«Красавица с удивительно бездонными глазами, она останавливала, приковывала внимание, что-то необычное, нездешнее чувствовалось в ней. Во всем ее облике поражала редкая, чудесная гармоничность. Как есть таланты в области искусства, так встречаются изредка таланты в области нравственного творчества, и таким удивительным талантом была Мария Михайловна Добролюбова, это была ходячая человеческая совесть, обнаженная правда. В Петербурге были целые кружки, считавшие ее своим оракулом, жившие „по Маше Добролюбовой“, с благоговением произносившие ее имя: „сестра Маша сказала, Добролюбова сделала“. Для людей, знавших ее, эта фраза звучала нравственным приказанием, голосом непреложной правды. И это дивное существо, живая икона какая-то, жила среди нас так тихо, кротко, возвышенно и богомольно. А мы все-таки не сумели оценить ее, сохранить, спасти этот черный бриллиант»
ДОБУЖИНСКИЙ Мстислав Валерианович
«Высокий, красивый, белолобый, элегантный, с оттенком петербургского дендизма»
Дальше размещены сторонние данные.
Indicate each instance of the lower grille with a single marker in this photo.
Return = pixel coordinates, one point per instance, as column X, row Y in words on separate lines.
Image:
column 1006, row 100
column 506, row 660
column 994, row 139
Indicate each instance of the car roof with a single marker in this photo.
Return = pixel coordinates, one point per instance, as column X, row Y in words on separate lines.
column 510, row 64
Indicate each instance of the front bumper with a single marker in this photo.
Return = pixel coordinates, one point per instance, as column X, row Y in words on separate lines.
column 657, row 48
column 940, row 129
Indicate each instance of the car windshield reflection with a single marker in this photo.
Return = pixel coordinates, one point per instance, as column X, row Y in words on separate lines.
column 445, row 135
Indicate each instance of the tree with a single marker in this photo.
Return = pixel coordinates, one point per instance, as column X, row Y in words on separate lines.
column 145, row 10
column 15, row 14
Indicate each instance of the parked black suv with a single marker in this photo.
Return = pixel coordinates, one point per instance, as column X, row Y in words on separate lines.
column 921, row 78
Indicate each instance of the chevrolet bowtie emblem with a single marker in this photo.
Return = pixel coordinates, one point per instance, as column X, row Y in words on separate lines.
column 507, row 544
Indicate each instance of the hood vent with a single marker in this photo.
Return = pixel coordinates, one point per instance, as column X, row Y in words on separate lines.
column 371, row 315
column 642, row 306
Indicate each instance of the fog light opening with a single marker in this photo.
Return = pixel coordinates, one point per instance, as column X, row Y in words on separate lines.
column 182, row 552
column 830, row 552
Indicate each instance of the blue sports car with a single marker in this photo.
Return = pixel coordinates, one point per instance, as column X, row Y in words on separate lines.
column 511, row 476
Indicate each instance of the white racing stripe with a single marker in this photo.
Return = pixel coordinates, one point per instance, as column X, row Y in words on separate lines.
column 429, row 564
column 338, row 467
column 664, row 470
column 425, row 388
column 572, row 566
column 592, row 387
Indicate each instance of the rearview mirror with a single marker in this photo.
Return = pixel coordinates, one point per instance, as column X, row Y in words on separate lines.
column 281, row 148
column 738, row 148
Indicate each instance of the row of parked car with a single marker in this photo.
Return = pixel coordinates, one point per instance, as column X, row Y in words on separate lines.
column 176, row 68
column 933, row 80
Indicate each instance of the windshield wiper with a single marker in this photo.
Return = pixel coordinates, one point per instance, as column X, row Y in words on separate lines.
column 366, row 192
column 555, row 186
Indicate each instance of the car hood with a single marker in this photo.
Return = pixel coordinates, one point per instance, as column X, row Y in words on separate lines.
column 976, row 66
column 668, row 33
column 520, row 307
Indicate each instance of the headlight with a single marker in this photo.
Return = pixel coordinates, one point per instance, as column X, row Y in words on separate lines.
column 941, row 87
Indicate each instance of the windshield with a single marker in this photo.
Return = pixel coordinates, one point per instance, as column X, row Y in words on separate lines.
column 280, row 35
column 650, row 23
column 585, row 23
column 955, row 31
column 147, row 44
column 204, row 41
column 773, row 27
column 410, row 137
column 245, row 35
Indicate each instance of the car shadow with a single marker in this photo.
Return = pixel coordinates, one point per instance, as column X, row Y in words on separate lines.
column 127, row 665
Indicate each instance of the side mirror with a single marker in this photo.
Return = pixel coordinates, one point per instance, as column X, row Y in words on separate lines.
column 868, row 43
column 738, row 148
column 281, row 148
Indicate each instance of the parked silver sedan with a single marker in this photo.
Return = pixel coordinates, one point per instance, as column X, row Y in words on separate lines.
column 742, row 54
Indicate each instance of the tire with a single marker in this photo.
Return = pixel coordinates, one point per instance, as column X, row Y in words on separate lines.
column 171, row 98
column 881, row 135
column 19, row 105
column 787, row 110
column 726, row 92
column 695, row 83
«Гордый – да. Однако всегда милый, любезный, тактичный, обаятельный человек. Красивый. Высокий. Что-то английское, „лордистое“ во всей фигуре и осанке. Или, вернее, польское, – уж право не знаю (Добужинский – аристократическая польская фамилия, Мстислав и Валерианович – тоже польские имена).
Держится прямо, „в струнку“, голову носит всегда высоко, однако не задирая, не „возносясь“. В походке что-то военное. Сын генерала. Отсюда, быть может, и приязнь его живописи к военным темам. Наследственное, как наследственна (старинный дворянский род) и любовь к старине, эта ретроспективная мечтательность, как выразился удачно Сергей Маковский.
Да, барского, старинного, аристократического в М. В. Добужинском хоть отбавляй, – „за версту несет“. А вот подите же, – левый, если не левейший, по своим убеждениям (кто, например, из всех художников, как не Добужинский, дал в печати 1905–1906 гг. самые острые, едкие и пламенные, несмотря на графическую сдержанность, рисунки?)…
Мне кажется, из этого-то вот противоречия старинно-барского в Добужинском (консервативного) с революционно-демократическим в нем (либеральным) и произошла эта отличная от всех прочих в искусстве, специфически его, Добужинского, ирония.
Отсюда, именно отсюда, получил, сдается мне, начало этот глубоко иронический, жутко-иронический подход Добужинского к современным многоэтажным чудовищам наших городов, к этим страшным железным и каменным мостам, сковывающим вольные некогда берега какой-нибудь Темзы или нашей Фонтанки, к этой застроенности и загроможденности наших стогн, к этой скученности нашей рабочей жизни, к этому „Сегодня“ урбанистической культуры, „Сегодня“ исполинской машинной техники, „Сегодня“ черному от дыма сотен фабричных труб»
«Добужинский был высок и тогда еще не был массивен, как после революции, с очень красивой лепкой головы…С первого же раза он производил впечатление некоторой замкнутости и неприступности. Возможно, он и напускал на себя это, немного подыгрывал.
…Добужа – называл его Александр Бенуа… В самом звуке и медлительность и важность, свойственная манерам и самой моторике Мстислава Валериановича. Слово звучало почти как „вельможа“. Маленького и юркого человека, пройдоху и ловкача, не назовешь Добужа.